Quantification of uncultured Ruminococcus obeum-like bacteria in human fecal samples by fluorescent in situ hybridization and flow cytometry using 16S rRNA-targeted probes

Abstract

A 16S rRNA-targeted probe was designed and validated in order to quantify the number of uncultured Ruminococcus obeum-like bacteria by fluorescent in situ hybridization (FISH). These bacteria have frequently been found in 16S ribosomal DNA clone libraries prepared from bacterial communities in the human intestine. Thirty-two reference strains from the human intestine, including a phylogenetically related strain and strains of some other Ruminococcus species, were used as negative controls and did not hybridize with the new probe. Microscopic and flow cytometric analyses revealed that a group of morphologically similar bacteria in feces did hybridize with this probe. Moreover, it was found that all hybridizing cells also hybridized with a probe specific for the Clostridium coccoides-Eubacterium rectale group, a group that includes the uncultured R. obeum-like bacteria. Quantification of the uncultured R. obeum-like bacteria and the C. coccoides-E. rectale group by flow cytometry and microscopy revealed that these groups comprised approximately 2.5 and 16% of the total community in fecal samples, respectively.
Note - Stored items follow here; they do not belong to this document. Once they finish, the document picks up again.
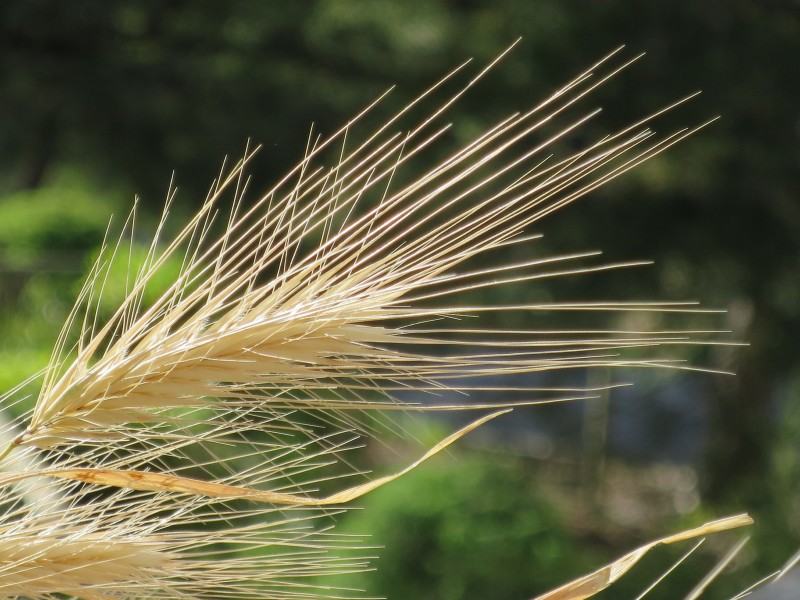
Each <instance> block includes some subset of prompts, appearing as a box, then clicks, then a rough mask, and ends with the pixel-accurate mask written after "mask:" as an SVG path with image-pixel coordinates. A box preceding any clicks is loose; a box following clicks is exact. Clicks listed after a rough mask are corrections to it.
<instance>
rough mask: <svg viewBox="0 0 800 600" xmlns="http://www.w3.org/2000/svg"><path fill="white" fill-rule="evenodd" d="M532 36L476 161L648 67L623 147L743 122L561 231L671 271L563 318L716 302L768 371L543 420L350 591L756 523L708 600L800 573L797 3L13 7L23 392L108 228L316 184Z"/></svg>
mask: <svg viewBox="0 0 800 600" xmlns="http://www.w3.org/2000/svg"><path fill="white" fill-rule="evenodd" d="M519 36H522V38H523V40H522V42H521V43H520V44H519V45H518V47H517V48H516V49H515V50H514V51H513V52H512V53H511V54H510V55H509V56H508V57H506V58H505V59H504V60H503V62H502V64H501V65H500V66H499V67H498V68H497V69H495V71H494V72H493V74H492V75H491V76H490V77H488V78H487V80H486V81H485V82H483V83H482V84H481V85H480V86H478V87H477V88H475V89H474V90H473V91H472V92H471V93H470V94H469V95H468V96H467V97H466V98H465V99H464V100H463V101H462V102H461V103H460V104H459V105H458V106H457V107H456V108H455V109H454V111H453V113H452V120H453V122H454V123H455V129H454V133H453V138H454V146H453V147H455V144H456V143H458V141H459V140H466V139H468V138H469V136H470V135H472V134H474V133H475V132H477V131H479V130H480V128H481V127H483V126H486V125H489V124H491V123H492V122H494V120H495V119H497V118H498V117H499V116H502V115H505V114H508V113H509V112H511V111H514V110H519V109H521V108H525V107H529V106H532V105H533V104H535V102H536V101H537V100H538V99H540V98H542V97H543V96H544V95H545V94H546V93H548V92H549V91H551V90H553V89H555V87H556V86H558V85H559V84H562V83H564V82H565V81H566V80H567V79H568V78H569V77H570V76H572V75H574V74H575V73H577V72H579V71H580V70H581V68H582V67H584V66H586V65H588V64H590V63H591V62H593V61H594V60H595V59H596V58H598V57H600V56H602V55H604V54H605V53H607V52H608V51H609V50H611V49H613V48H615V47H617V46H619V45H620V44H621V43H624V44H627V45H628V47H629V48H631V49H632V51H633V52H639V51H645V52H646V53H647V56H646V57H645V59H644V60H642V61H640V63H639V64H637V65H636V66H634V67H633V68H632V69H630V70H629V71H628V72H627V73H626V74H624V75H623V76H621V77H619V78H618V79H616V80H615V81H613V82H612V83H611V84H609V86H608V87H607V88H606V89H604V90H602V91H601V92H599V93H598V94H597V96H596V98H595V100H594V101H595V102H596V103H597V105H602V106H603V107H604V109H605V115H606V118H607V119H609V120H610V121H611V122H612V123H614V122H617V123H622V122H624V121H625V119H627V120H633V119H635V118H636V117H638V116H641V115H644V114H647V113H648V112H650V111H652V110H653V109H655V108H658V107H660V106H663V105H664V104H667V103H669V102H670V101H672V100H674V99H676V98H679V97H682V96H683V95H685V94H686V93H688V92H692V91H694V90H697V89H702V90H703V91H704V93H703V95H702V96H700V97H699V98H698V99H695V100H693V101H692V102H691V103H690V104H689V105H686V106H684V107H681V108H680V109H678V111H677V114H676V115H675V116H673V117H670V118H674V119H677V121H679V122H681V123H684V124H687V125H695V124H697V123H700V122H703V121H705V120H706V119H708V118H709V117H714V116H716V115H717V114H721V115H722V119H720V120H718V121H716V122H715V123H714V124H713V125H712V126H710V127H709V128H707V129H706V130H704V131H702V132H701V133H699V134H698V135H696V136H695V137H694V138H693V139H691V140H689V141H687V142H685V143H683V144H681V145H680V147H678V148H675V149H673V150H672V151H670V152H668V153H667V154H665V155H662V156H660V157H658V158H657V159H655V160H654V161H652V162H651V163H649V164H647V165H645V166H643V167H642V168H640V169H638V170H637V171H636V172H634V173H631V174H629V175H628V176H626V177H624V178H623V179H622V180H619V181H616V182H614V183H613V184H612V185H610V186H608V187H607V188H606V189H603V190H601V191H599V192H598V193H596V194H594V195H593V196H592V198H590V199H588V200H585V201H582V202H581V203H580V204H579V205H577V206H573V207H570V208H569V209H567V210H565V211H563V212H562V213H561V214H558V215H554V216H553V218H551V219H550V220H548V221H547V222H546V223H542V225H541V229H542V230H543V231H545V233H546V234H547V237H546V240H547V241H546V244H549V246H548V247H550V248H552V249H554V250H565V249H569V250H585V249H594V248H602V249H603V250H604V251H605V252H606V253H607V254H608V255H610V256H611V257H613V258H632V259H638V258H648V259H650V258H651V259H654V260H655V261H656V264H655V266H653V267H651V268H648V269H646V270H644V271H642V270H638V271H637V272H636V273H635V274H633V275H629V274H614V275H613V276H610V277H607V278H600V279H598V278H596V277H595V278H590V279H587V280H586V281H584V280H576V281H574V282H564V283H563V284H560V285H562V286H563V287H562V288H561V289H562V290H565V293H569V294H571V295H577V296H581V295H582V294H586V293H589V292H591V294H592V295H593V296H594V297H605V298H611V299H616V298H620V297H631V298H640V299H653V298H661V299H692V300H699V301H701V302H702V303H703V304H704V305H708V306H712V307H718V308H722V309H726V310H727V313H726V314H725V315H724V316H721V317H719V318H718V319H717V320H716V321H714V322H713V325H714V326H715V327H720V328H722V329H729V330H731V331H733V335H732V336H731V337H730V339H738V340H743V341H746V342H748V344H749V345H747V346H744V347H738V348H726V347H720V348H717V349H711V350H708V349H705V350H703V349H698V350H697V351H695V352H693V353H688V354H686V355H685V356H684V357H685V358H687V359H690V360H692V361H696V362H698V363H700V364H704V365H708V366H711V367H714V368H718V369H722V370H733V371H735V372H736V373H737V375H736V376H735V377H730V376H714V375H698V374H693V375H689V374H684V375H676V374H669V373H661V374H641V373H630V374H622V375H608V377H609V378H611V377H614V378H615V380H616V379H617V378H620V377H621V378H622V379H626V378H627V380H630V381H633V382H635V383H636V384H637V386H636V387H634V388H633V389H632V390H629V389H625V390H623V391H619V392H618V393H614V394H611V395H610V396H609V397H608V398H602V399H600V400H599V401H597V402H593V403H591V404H587V405H585V406H584V405H574V406H572V407H566V408H559V409H553V408H549V409H548V408H542V409H538V410H533V411H527V412H523V413H521V414H520V415H519V416H515V417H514V418H512V420H510V421H509V420H507V421H506V422H505V423H501V424H499V425H498V426H497V427H495V428H491V429H488V430H487V431H486V432H484V433H483V434H482V435H476V436H472V437H471V438H470V440H471V443H465V444H463V445H461V447H460V449H458V450H456V451H455V452H454V453H453V455H451V457H441V458H440V459H437V461H435V462H434V463H431V465H430V466H426V467H425V468H424V469H420V470H419V472H417V473H414V474H412V475H411V476H410V477H408V478H407V479H405V480H404V481H401V482H398V483H396V484H393V485H392V486H391V487H388V488H386V489H385V490H381V491H379V492H377V493H375V494H374V495H373V496H371V497H369V498H366V499H364V501H363V502H361V503H360V505H361V506H363V507H364V510H363V511H356V512H354V513H352V516H351V517H348V518H345V519H344V520H343V522H342V523H341V526H342V527H343V528H345V529H347V530H352V531H354V532H372V533H374V542H375V544H376V545H386V546H387V549H386V550H385V551H382V552H381V554H382V556H383V558H382V559H381V560H380V561H378V562H377V563H376V564H377V567H378V571H377V572H375V573H369V574H366V575H360V576H354V577H353V578H352V579H351V580H350V582H349V583H350V584H352V585H353V586H360V587H366V589H367V591H368V592H369V593H371V594H384V595H388V596H389V597H392V598H419V599H421V598H439V599H447V598H453V599H455V598H497V599H506V598H508V599H511V598H525V597H529V596H532V595H534V594H535V593H536V592H541V591H544V590H545V589H547V588H549V587H551V586H554V585H557V584H558V583H561V582H564V581H566V580H568V579H570V578H572V577H574V576H577V575H579V574H581V573H584V572H588V571H589V570H591V569H593V568H595V567H598V566H600V565H601V564H603V562H604V561H608V560H610V559H612V558H613V557H615V556H617V555H619V554H621V553H623V552H625V551H627V550H629V549H631V548H632V547H634V546H636V545H638V544H639V543H640V542H644V541H646V540H649V539H651V538H653V537H657V536H660V535H661V534H664V533H667V532H669V531H671V530H672V529H675V528H677V527H680V526H690V525H694V524H698V523H699V522H701V521H702V520H704V519H707V518H710V517H713V516H721V515H723V514H728V513H732V512H740V511H744V510H746V511H749V512H750V513H751V514H752V515H753V516H754V517H755V518H756V520H757V525H756V526H755V527H754V528H752V531H751V535H752V540H751V542H750V544H749V546H748V548H747V549H746V550H745V551H744V552H742V553H741V554H740V555H739V557H738V558H737V560H736V561H734V563H733V564H732V565H731V566H730V567H729V569H728V570H727V571H726V573H724V574H723V576H722V577H721V578H720V580H719V581H718V583H717V586H716V587H715V589H714V590H713V591H712V592H710V593H709V596H708V597H730V595H731V594H732V593H734V592H735V591H736V590H741V589H743V588H745V587H746V586H747V585H748V584H749V583H752V582H754V581H756V580H757V579H759V578H760V577H761V576H765V575H767V574H769V573H770V572H772V571H774V570H775V569H777V568H779V567H780V566H781V564H782V563H783V562H784V561H785V560H786V559H788V558H789V557H790V556H791V555H792V554H793V553H794V552H795V551H796V550H797V549H798V548H799V547H800V460H799V459H798V450H800V366H799V365H798V355H799V354H800V352H799V350H800V347H799V346H798V340H799V339H800V109H799V108H798V107H800V76H798V66H797V65H798V59H799V58H800V4H798V3H797V1H796V0H708V1H704V2H690V1H679V2H655V1H648V2H645V1H624V0H604V1H601V2H576V1H564V0H535V1H529V0H495V1H492V2H483V1H479V0H449V1H448V0H375V1H363V0H317V1H284V2H274V1H265V2H258V1H253V0H231V1H229V2H217V1H213V2H212V1H207V0H204V1H194V2H180V1H175V2H159V1H138V2H101V1H99V0H98V1H94V0H71V1H69V2H61V1H47V0H29V1H25V2H23V1H13V0H12V1H8V2H3V3H2V4H1V5H0V73H1V74H2V77H0V316H1V319H0V385H2V387H3V389H10V388H11V387H12V386H13V385H15V384H16V383H18V382H19V381H21V380H22V379H24V378H25V377H27V376H29V375H30V374H32V373H34V372H36V371H37V370H39V369H41V368H42V367H43V366H44V365H45V364H46V361H47V357H48V352H49V348H50V347H51V346H52V344H53V341H54V339H55V335H56V333H57V331H58V329H59V326H60V324H61V322H62V320H63V318H64V316H65V314H66V311H67V310H68V309H69V306H70V303H71V299H72V298H73V297H74V295H75V294H76V292H77V290H78V289H79V286H80V280H81V277H82V275H83V273H85V270H86V268H87V265H88V264H89V262H90V257H91V256H92V254H93V252H94V250H95V249H96V247H97V245H98V244H99V243H100V241H101V239H102V236H103V234H104V231H105V228H106V224H107V220H108V216H109V215H110V214H111V213H114V212H116V213H117V214H118V215H124V214H125V213H126V212H127V207H128V206H129V205H130V204H131V202H132V200H133V198H134V196H135V195H138V196H139V197H140V198H141V207H142V208H141V212H142V214H143V216H144V220H145V221H147V220H148V215H150V217H149V218H150V219H152V220H154V219H155V218H157V215H158V213H159V212H160V210H161V207H162V205H163V199H164V196H165V193H166V190H167V185H168V183H169V181H170V178H171V177H172V174H173V172H174V173H175V181H176V183H177V185H178V187H179V188H180V191H179V195H178V199H179V206H180V207H183V208H184V209H185V210H190V209H191V207H192V206H193V205H197V204H198V203H199V202H201V201H202V199H203V198H204V197H205V193H206V190H207V187H208V185H209V184H210V182H211V180H212V179H213V177H214V176H215V174H216V173H217V171H218V169H219V165H220V163H221V160H222V157H223V156H225V155H228V156H232V157H236V156H240V155H241V152H242V151H243V149H244V146H245V143H246V141H247V140H248V139H251V140H253V142H254V143H258V144H263V149H262V151H261V152H260V155H259V157H258V159H257V162H256V167H255V168H254V169H253V177H254V183H253V189H263V188H264V187H265V186H266V184H267V183H268V182H269V181H271V180H275V179H277V178H278V177H279V176H280V175H281V174H282V173H283V172H285V170H286V169H287V168H288V167H290V166H291V165H293V164H294V163H295V162H296V161H297V160H298V159H300V158H301V157H302V155H303V152H304V149H305V147H306V142H307V137H308V131H309V126H310V124H311V123H312V122H314V123H315V124H316V125H315V126H316V127H317V128H318V129H319V130H320V131H322V132H325V131H331V130H332V129H333V128H334V127H336V126H338V125H341V124H342V123H344V122H346V120H347V119H348V118H349V117H350V116H352V115H353V114H354V113H355V112H356V111H357V110H358V109H360V108H361V107H362V106H364V105H366V104H367V103H368V102H369V101H370V100H371V99H373V98H374V97H376V96H377V95H378V94H380V93H381V92H383V91H384V90H385V89H386V88H387V87H388V86H390V85H394V84H397V86H398V88H397V90H396V91H395V92H394V93H393V95H392V96H391V97H390V99H389V100H388V101H387V102H388V104H389V106H390V107H391V106H401V105H402V104H403V103H404V102H405V101H408V100H409V99H411V98H413V97H414V96H415V94H416V93H418V92H420V91H421V90H423V89H425V88H426V87H427V86H429V85H430V84H431V83H433V82H434V81H436V80H437V79H438V78H439V77H440V76H441V75H442V74H444V73H446V72H447V71H449V70H450V69H451V68H452V67H453V66H455V65H457V64H459V63H461V62H462V61H463V60H464V59H465V58H468V57H475V58H476V60H477V61H478V63H484V62H486V61H489V60H491V59H492V58H493V57H495V56H496V55H497V54H499V53H500V52H501V51H502V50H503V49H504V48H506V47H507V46H508V45H509V44H510V43H511V42H513V41H514V40H515V39H516V38H517V37H519ZM590 131H591V126H590ZM179 210H180V209H179ZM598 281H599V282H600V283H599V285H601V286H602V287H601V288H600V290H599V291H598V289H597V287H596V286H597V285H598ZM589 285H591V286H595V287H594V288H593V289H591V290H588V289H586V287H585V286H589ZM582 286H583V287H582ZM554 325H564V323H555V324H554ZM567 325H568V323H567ZM601 377H602V376H601ZM600 383H603V382H602V381H600ZM415 426H416V425H414V424H409V427H415ZM439 426H441V427H442V428H443V430H445V429H444V428H449V424H447V423H440V424H436V423H434V424H433V425H428V427H433V428H436V427H439ZM411 451H412V452H413V453H414V454H416V453H417V450H416V449H412V450H411ZM368 460H370V461H373V462H374V463H375V464H377V468H381V461H387V462H388V463H391V464H396V462H397V457H396V456H393V455H387V454H386V453H385V452H383V451H382V450H380V449H378V450H375V451H373V452H372V453H371V454H370V456H369V457H368ZM736 539H737V538H736V537H735V536H733V537H727V538H725V537H724V536H723V537H722V538H721V540H720V541H710V542H709V543H708V544H706V546H705V548H704V549H703V550H701V551H699V552H698V553H697V555H696V556H694V557H693V558H692V559H690V560H689V561H687V563H686V564H685V565H683V566H682V567H681V568H680V569H679V570H678V571H677V572H676V573H674V574H673V575H671V576H670V578H669V579H668V580H667V581H666V582H665V583H664V584H662V585H661V586H659V587H658V588H657V589H656V590H655V591H654V592H652V597H654V598H656V597H663V598H674V597H679V596H682V595H683V594H685V593H686V592H687V591H688V590H689V589H691V588H692V586H693V585H694V584H695V583H696V582H697V581H698V580H699V579H700V578H701V577H702V575H703V573H704V572H705V571H706V570H708V569H709V568H710V567H711V565H713V564H714V562H715V560H717V559H718V558H719V556H720V555H721V553H724V551H725V549H726V548H727V547H729V546H730V544H731V543H733V542H735V540H736ZM682 550H683V549H665V550H661V551H659V552H656V553H655V554H654V555H653V556H652V557H649V558H648V559H647V560H646V561H644V562H643V564H642V565H641V566H640V567H637V569H636V570H635V571H634V572H633V573H631V574H630V575H628V576H626V577H625V579H624V580H623V581H622V583H621V585H620V586H618V587H615V588H613V589H612V591H610V592H609V593H608V594H607V595H605V596H603V597H607V598H620V597H633V596H635V595H636V593H638V591H640V590H642V589H644V587H646V585H647V582H649V581H653V579H654V578H655V576H656V574H657V573H659V572H660V571H662V570H663V569H665V568H666V567H667V566H668V565H669V564H670V563H671V561H673V560H675V559H676V558H677V557H678V556H679V554H680V551H682Z"/></svg>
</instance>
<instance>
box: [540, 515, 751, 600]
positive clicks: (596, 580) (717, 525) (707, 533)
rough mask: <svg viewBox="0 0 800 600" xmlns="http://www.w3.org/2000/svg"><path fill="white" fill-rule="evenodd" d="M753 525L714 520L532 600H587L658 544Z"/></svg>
mask: <svg viewBox="0 0 800 600" xmlns="http://www.w3.org/2000/svg"><path fill="white" fill-rule="evenodd" d="M752 524H753V519H752V518H750V516H749V515H744V514H742V515H735V516H732V517H725V518H724V519H717V520H715V521H711V522H709V523H705V524H704V525H701V526H700V527H695V528H692V529H687V530H686V531H682V532H680V533H676V534H673V535H670V536H667V537H664V538H661V539H658V540H655V541H653V542H650V543H647V544H645V545H644V546H640V547H639V548H636V550H632V551H631V552H628V553H627V554H625V555H624V556H621V557H620V558H618V559H617V560H615V561H614V562H612V563H610V564H608V565H606V566H604V567H603V568H601V569H598V570H597V571H595V572H594V573H590V574H589V575H585V576H583V577H580V578H578V579H576V580H574V581H571V582H569V583H567V584H566V585H563V586H561V587H559V588H558V589H555V590H553V591H551V592H547V593H546V594H543V595H541V596H537V597H536V599H535V600H583V599H584V598H590V597H591V596H594V595H595V594H598V593H600V592H602V591H603V590H604V589H606V588H607V587H608V586H610V585H611V584H612V583H614V582H615V581H617V580H618V579H619V578H620V577H622V576H623V575H624V574H625V573H627V572H628V571H629V570H630V569H631V567H633V565H635V564H636V563H637V562H639V560H640V559H641V558H642V557H643V556H644V555H645V554H647V553H648V552H649V551H650V550H652V549H653V548H654V547H655V546H658V545H659V544H674V543H676V542H682V541H684V540H688V539H692V538H697V537H703V536H706V535H710V534H712V533H717V532H720V531H725V530H728V529H734V528H736V527H743V526H746V525H752Z"/></svg>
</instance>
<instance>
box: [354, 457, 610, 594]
mask: <svg viewBox="0 0 800 600" xmlns="http://www.w3.org/2000/svg"><path fill="white" fill-rule="evenodd" d="M496 458H497V457H495V460H490V459H488V458H486V457H485V456H484V457H475V456H470V455H460V456H458V457H457V458H456V459H451V460H447V459H446V458H445V459H442V460H436V461H432V462H431V463H430V464H428V465H426V466H425V468H423V469H418V470H417V471H414V472H412V473H411V474H409V475H408V476H407V477H404V478H402V479H400V480H399V481H397V482H395V483H393V484H392V485H391V486H387V487H386V488H383V489H380V490H378V491H376V492H375V493H373V494H371V495H369V496H368V497H366V498H365V499H364V500H362V501H361V502H359V504H360V505H362V506H363V510H356V511H353V512H350V513H348V514H347V515H346V517H345V518H344V519H343V522H342V523H341V526H340V528H339V530H340V531H343V532H348V533H352V534H363V533H366V532H369V534H370V538H369V541H370V543H371V544H376V545H379V546H381V547H382V549H381V551H380V559H379V560H377V561H376V567H377V571H378V572H377V573H370V572H367V573H361V574H358V575H357V576H353V577H351V578H350V579H348V580H346V581H345V582H344V585H349V586H353V587H356V588H361V589H365V590H366V592H367V594H369V595H370V596H371V595H377V596H380V597H388V598H418V599H419V600H426V599H430V600H434V599H436V600H458V599H460V598H526V597H530V596H531V595H532V594H533V593H534V592H536V591H539V592H544V591H546V590H547V589H550V588H553V587H557V586H558V585H560V584H562V583H565V582H566V581H569V580H570V579H572V578H574V577H576V576H577V575H580V574H581V573H582V572H588V571H590V570H593V569H594V568H596V567H597V566H599V564H600V561H601V560H602V558H601V556H602V555H601V554H600V553H596V552H595V553H593V552H592V551H591V550H590V549H587V548H585V547H581V546H580V545H579V544H578V541H577V540H575V539H571V538H570V537H568V535H566V534H565V530H564V527H565V524H564V523H563V520H562V519H563V517H562V515H561V514H559V513H558V512H557V510H556V508H555V507H554V506H552V505H551V504H550V503H549V502H547V501H545V500H543V499H542V498H541V497H540V495H539V493H538V491H537V489H536V485H535V483H534V479H533V478H532V477H531V478H529V477H526V476H525V472H526V468H525V466H524V464H523V463H522V462H521V461H519V460H517V459H514V458H512V457H505V456H504V457H503V458H502V460H497V459H496Z"/></svg>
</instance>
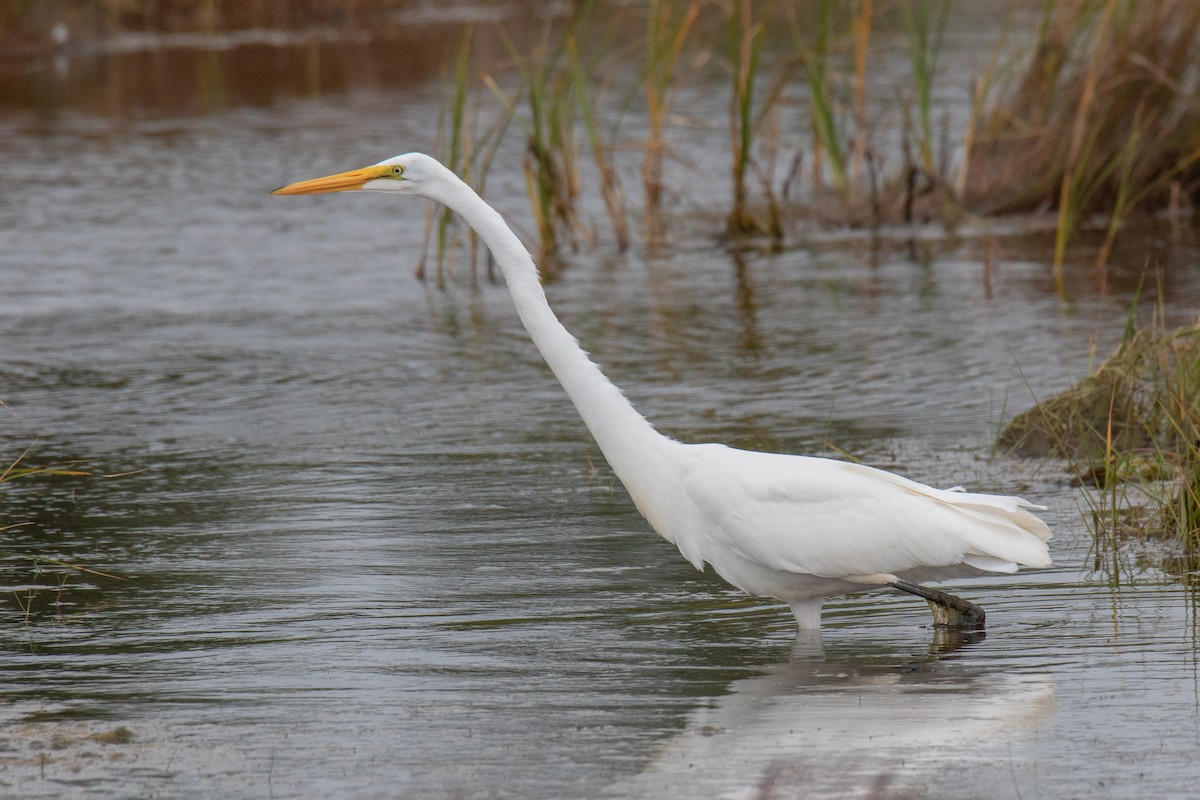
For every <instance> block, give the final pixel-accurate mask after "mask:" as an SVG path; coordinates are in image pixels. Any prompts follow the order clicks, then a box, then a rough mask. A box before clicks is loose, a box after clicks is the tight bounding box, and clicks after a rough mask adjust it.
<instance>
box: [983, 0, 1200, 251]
mask: <svg viewBox="0 0 1200 800" xmlns="http://www.w3.org/2000/svg"><path fill="white" fill-rule="evenodd" d="M1198 48H1200V4H1195V2H1190V1H1188V0H1163V1H1162V2H1135V1H1134V0H1074V1H1072V2H1064V1H1058V0H1044V1H1043V6H1042V12H1040V22H1039V25H1038V32H1037V40H1036V43H1034V47H1033V49H1032V53H1031V54H1030V56H1028V59H1027V61H1026V64H1025V67H1024V70H1020V71H1019V72H1018V73H1016V76H1015V79H1014V80H1012V82H1010V83H1009V84H1008V88H1007V90H1004V91H1002V96H1001V97H1000V98H998V101H997V102H996V103H995V104H992V106H991V107H990V110H989V112H988V113H985V114H983V115H982V118H980V119H979V120H978V122H977V130H974V131H973V137H972V138H973V145H972V149H971V155H970V157H971V164H970V174H971V181H970V182H968V184H966V185H965V186H964V187H962V192H964V193H962V201H964V203H965V204H966V205H967V206H968V207H970V209H971V210H972V211H974V212H976V213H980V215H989V216H990V215H1003V213H1020V212H1032V211H1039V210H1052V211H1056V212H1057V215H1058V225H1057V228H1058V234H1057V235H1058V241H1057V242H1056V254H1055V269H1056V271H1060V270H1061V269H1062V260H1063V251H1064V247H1066V242H1067V240H1068V239H1069V236H1070V234H1072V233H1073V231H1074V230H1075V228H1076V227H1078V225H1079V224H1080V222H1081V221H1084V219H1087V218H1088V217H1092V216H1099V217H1102V218H1108V219H1109V227H1110V231H1115V230H1116V228H1117V227H1118V225H1120V223H1121V221H1122V219H1123V218H1126V217H1127V216H1128V215H1130V213H1133V212H1134V211H1139V210H1142V211H1163V210H1174V209H1177V207H1178V205H1180V201H1181V199H1184V198H1193V197H1195V196H1196V193H1198V192H1200V76H1198V74H1196V71H1195V68H1194V54H1195V53H1196V50H1198ZM1108 245H1109V247H1110V246H1111V236H1110V241H1109V242H1108ZM1109 247H1105V248H1102V252H1100V254H1099V258H1098V266H1103V265H1104V259H1106V257H1108V249H1109Z"/></svg>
The uncultured R. obeum-like bacteria comprise about 16% of the C. coccoides-E. rectale group. These results indicate that the uncultured R. obeum-like bacteria are numerically important in human feces. Statistical analysis revealed no significant difference between the microscopic and flow cytometric counts and the different feces sampling times, while a significant host-specific effect on the counts was observed. Our data demonstrate that the combination of FISH and flow cytometry is a useful approach for studying the ecology of uncultured bacteria in the human gastrointestinal tract.

FIG. 1.

Rooted neighbor-joining tree showing the phylogenetic relationships among the 16S rDNA sequences of the uncultured R. obeum-like bacteria (indicated by boldface type) and some closely and distantly related bacteria. The phylogenetic tree was generated from the tree of life of the ARB software package. The Bacteroides group was used as an outgroup. Accession numbers of the 16S rDNA sequences are indicated. Bar = 10% sequence divergence. The target sequences of the Urobe63 probe and the Erec482 probe are indicated.

FIG. 2.

Photographs of fecal cells in one microscopic field hybridized with the Cy3-labeled Urobe63 probe (A), the FITC-labeled Erec482 probe (B), and DAPI (C). (D) Phase-contrast photograph. Bar = 5 μm.

FIG. 3.

Flow cytometric analysis of fecal samples, showing the dot plots representing the Urobe63-Cy5 fluorescence intensity and Erec482-FITC fluorescence intensity of unhybridized bacteria (A) and bacteria hybridized with Urobe63 plus Erec482 in feces (B). Cells labeled with both probes (indicated by the arrow in panel B) were marked with a dark color and appeared as small clusters in dot plots of the forward-angle light scatter (FSC) versus side-angle light scatter (SSC) of the total community (C), indicating limited morphological variability among these bacteria.